Retailers have said the suspension of statutory instrument 122 of 2017 will force them to charge prices in foreign currency instead of the local bond notes.
Government suspended the policy, to allow retailers and individuals to import basic commodities at a time when most of the commodities have started disappearing from the shops and some retailers have taken advantage of the crisis to increase prices.
Speaking at the Brand Zimbabwe 2018 Summit in Harare, Wednesday, Confederation of Zimbabwe Retailers, president Denford Mutashu its members were not yet decided on how to peg prices of their goods.
“Right now we have suspended Statutory Instrument (SI) 122 of 2017 and we have no idea how are we going to price these imports,” he said.

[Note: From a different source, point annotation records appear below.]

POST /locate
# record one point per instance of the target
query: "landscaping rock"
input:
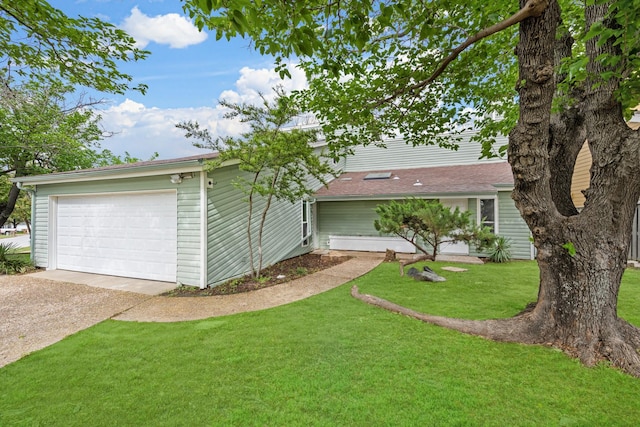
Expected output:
(427, 275)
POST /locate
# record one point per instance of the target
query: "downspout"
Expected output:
(32, 195)
(204, 242)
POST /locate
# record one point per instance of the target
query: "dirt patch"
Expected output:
(282, 272)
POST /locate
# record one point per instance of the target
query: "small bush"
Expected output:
(10, 262)
(500, 252)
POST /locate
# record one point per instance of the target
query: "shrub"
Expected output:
(10, 263)
(500, 252)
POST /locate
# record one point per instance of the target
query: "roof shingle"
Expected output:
(460, 179)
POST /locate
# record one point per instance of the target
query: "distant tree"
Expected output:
(420, 221)
(42, 132)
(555, 73)
(40, 48)
(278, 161)
(40, 42)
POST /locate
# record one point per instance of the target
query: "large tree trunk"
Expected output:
(581, 256)
(6, 209)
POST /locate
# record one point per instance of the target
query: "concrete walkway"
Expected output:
(139, 286)
(175, 309)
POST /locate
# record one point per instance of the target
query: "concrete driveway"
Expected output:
(36, 312)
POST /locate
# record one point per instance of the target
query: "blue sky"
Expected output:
(187, 72)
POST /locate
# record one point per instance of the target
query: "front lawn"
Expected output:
(329, 360)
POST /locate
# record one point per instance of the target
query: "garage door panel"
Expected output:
(133, 235)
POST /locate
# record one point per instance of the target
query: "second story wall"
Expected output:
(399, 155)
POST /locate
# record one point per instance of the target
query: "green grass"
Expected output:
(326, 361)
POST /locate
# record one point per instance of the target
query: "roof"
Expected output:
(124, 170)
(483, 178)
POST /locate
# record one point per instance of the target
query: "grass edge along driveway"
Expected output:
(328, 360)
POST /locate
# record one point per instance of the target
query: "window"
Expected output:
(306, 214)
(487, 213)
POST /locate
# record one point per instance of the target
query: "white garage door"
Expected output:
(130, 235)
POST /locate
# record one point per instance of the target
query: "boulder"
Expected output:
(427, 275)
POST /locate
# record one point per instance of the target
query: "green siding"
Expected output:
(228, 253)
(399, 155)
(188, 268)
(510, 225)
(354, 218)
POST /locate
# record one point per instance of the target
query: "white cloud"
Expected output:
(142, 130)
(171, 29)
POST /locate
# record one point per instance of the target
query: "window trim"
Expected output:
(495, 212)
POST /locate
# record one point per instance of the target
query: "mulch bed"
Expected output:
(282, 272)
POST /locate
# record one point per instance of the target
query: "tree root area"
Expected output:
(620, 346)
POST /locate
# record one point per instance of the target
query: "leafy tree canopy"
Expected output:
(279, 161)
(40, 41)
(376, 67)
(425, 68)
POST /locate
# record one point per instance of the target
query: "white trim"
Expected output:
(495, 212)
(115, 193)
(52, 238)
(203, 229)
(104, 175)
(52, 235)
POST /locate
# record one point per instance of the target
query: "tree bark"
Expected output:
(6, 209)
(581, 255)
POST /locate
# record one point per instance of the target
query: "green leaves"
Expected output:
(421, 222)
(39, 41)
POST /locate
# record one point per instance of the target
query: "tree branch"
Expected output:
(531, 9)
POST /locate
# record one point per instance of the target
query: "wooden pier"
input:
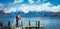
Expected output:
(30, 26)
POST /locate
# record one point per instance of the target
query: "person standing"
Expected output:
(18, 18)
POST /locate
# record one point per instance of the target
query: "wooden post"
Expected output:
(30, 24)
(16, 23)
(22, 24)
(1, 27)
(37, 24)
(8, 24)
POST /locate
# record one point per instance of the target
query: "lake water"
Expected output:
(47, 22)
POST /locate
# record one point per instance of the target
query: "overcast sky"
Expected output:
(9, 6)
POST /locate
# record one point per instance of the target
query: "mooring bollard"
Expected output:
(1, 25)
(8, 24)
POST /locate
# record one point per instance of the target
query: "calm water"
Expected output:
(47, 22)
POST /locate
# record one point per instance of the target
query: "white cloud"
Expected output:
(1, 6)
(18, 1)
(9, 10)
(30, 1)
(34, 7)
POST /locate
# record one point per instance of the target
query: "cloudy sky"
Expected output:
(9, 6)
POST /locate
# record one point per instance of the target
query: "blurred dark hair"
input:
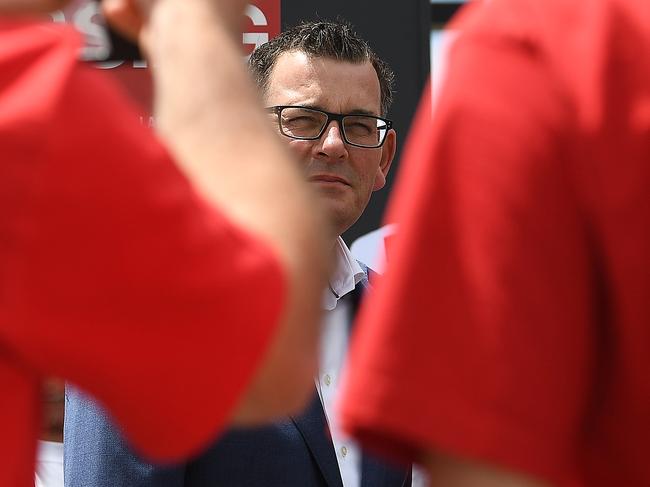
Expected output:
(327, 39)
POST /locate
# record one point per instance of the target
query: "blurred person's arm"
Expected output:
(449, 471)
(208, 113)
(119, 277)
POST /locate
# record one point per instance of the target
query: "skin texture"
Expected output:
(449, 471)
(343, 176)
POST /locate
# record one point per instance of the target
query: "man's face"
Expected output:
(343, 175)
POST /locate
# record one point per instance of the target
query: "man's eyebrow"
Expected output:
(357, 111)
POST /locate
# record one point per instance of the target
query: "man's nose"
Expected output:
(332, 145)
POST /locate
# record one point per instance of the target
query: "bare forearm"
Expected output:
(447, 471)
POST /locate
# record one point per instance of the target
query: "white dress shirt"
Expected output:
(49, 464)
(333, 351)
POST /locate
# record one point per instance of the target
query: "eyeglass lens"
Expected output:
(305, 123)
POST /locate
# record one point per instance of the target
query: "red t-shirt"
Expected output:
(513, 324)
(114, 273)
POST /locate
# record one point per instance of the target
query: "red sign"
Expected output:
(261, 23)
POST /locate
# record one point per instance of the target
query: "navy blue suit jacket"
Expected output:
(296, 452)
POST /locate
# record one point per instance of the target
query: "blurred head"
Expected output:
(328, 71)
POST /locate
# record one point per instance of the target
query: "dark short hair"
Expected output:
(327, 39)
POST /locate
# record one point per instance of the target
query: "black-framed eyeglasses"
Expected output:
(304, 123)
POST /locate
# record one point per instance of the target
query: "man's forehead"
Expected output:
(298, 78)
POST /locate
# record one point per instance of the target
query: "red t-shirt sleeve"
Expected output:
(476, 342)
(116, 275)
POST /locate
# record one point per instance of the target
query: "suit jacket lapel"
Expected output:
(314, 430)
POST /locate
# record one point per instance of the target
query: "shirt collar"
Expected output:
(346, 275)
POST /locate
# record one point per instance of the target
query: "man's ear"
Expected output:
(387, 155)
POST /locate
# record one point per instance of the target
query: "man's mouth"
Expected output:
(328, 179)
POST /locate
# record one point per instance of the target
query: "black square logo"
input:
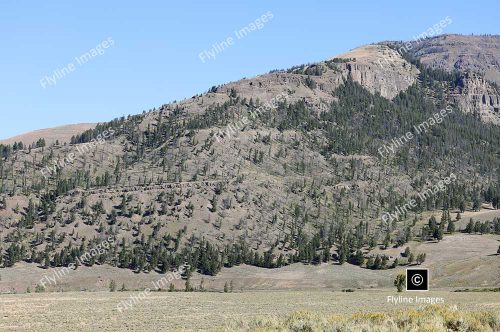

United Refineries Limited chief executive officer, Busisa Moyo shared the same sentiment, saying retailers will be forced to peg prices in either the United states dollar or South African rand.
“No one in their sane mind can import and sell in bond notes and RTGS,” Moyo said.
“In the next coming days we will witness Zimbabweans being charged in forex because of such policies.”
Meanwhile Mutashu added that trust is an important factor when it comes to policy making.
“The country needs a national shared vision to re-brand rather that a political vision becoming a national shared vision,” said Mutashu.
Mutashu added that there was need for government to consult the public when crafting policies.
“We are so good at policy inconsistence, policy makers seem to announce policies before thorough research on the impact they could have,” he said.
“Policy makers cannot come up with policies and force them on the generality of the people without having them take part in the formation of that policy, otherwise you will have unnecessary resistance from the people”.
He also caused on government to be consistent with its policies.
“When a minister is fired another minister comes with new policies and the old ones that are even good they are thrown away,” said Mutashu.